For all our troubles we were rewarded with many birds: Egyptian Geese, Sacred Ibis, Common Moorhen, Spur-winged Plovers, Black-winged Stilts, Barn Swallows, Garganey, various Egrets, Yellow-billed Ducks, a family of White-faced Whistling Ducks with 15 young ones, and loads more. The ponds where the purification process starts have that sewage smell, but as you go down the line the odour disappears and the water is clear. I think there are even some fish.
We wrapped up the census and had lunch under a tree outside the gate. A flock of Glossy Ibis flew overhead giving a fantastic view. My shoes were full of prickly seeds from the grass. I was glad I made it despite the many tribulations. At last I got to see where the pungent smell we detect while at home comes from. Yes, that smell reaches our estate several kilometres away.
When lunch was done we boarded the vehicles to head home. The route we followed was far away from the one bike guy used. I was dropped near home and I used the 10/- I had for a matatu ride. And that, folks, is how I was left with 2 shillings. Yup. One, two. I had never been so broke in my life. But I was glad to have found the census crew otherwise I would have been stranded with no hope of a solution.

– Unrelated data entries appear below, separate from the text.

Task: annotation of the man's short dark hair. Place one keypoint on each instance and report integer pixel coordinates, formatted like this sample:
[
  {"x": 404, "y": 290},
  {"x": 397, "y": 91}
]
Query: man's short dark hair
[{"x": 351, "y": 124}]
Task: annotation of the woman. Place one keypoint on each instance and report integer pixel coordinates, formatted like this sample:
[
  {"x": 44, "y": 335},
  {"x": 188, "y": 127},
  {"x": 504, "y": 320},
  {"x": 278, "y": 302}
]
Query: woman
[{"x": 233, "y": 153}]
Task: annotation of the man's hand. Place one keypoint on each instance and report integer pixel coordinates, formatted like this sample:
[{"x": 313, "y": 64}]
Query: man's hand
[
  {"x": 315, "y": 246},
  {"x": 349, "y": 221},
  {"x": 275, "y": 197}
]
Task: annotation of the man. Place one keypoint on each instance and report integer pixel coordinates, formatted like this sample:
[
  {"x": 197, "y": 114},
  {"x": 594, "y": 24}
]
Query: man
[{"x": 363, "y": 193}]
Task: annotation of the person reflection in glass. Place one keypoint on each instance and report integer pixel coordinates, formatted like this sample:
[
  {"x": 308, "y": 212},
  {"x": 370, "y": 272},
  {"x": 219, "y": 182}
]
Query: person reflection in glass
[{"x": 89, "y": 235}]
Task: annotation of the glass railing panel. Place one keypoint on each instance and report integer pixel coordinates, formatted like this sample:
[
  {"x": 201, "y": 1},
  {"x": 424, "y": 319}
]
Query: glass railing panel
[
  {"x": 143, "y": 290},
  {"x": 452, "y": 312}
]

My arms and legs were still aching a few days later from holding on to the bike so hard. That’s when I realised kutumia nduthi inaweza kuwa kazi ngumu (riding on a bike can be hard labour)! By the way when I checked Google Maps, the sewage treatment plant is in the middle of nowhere- literally. The area doesn’t even have a name on the map. That was quite an adventure, one I would like to have again minus the drama of course.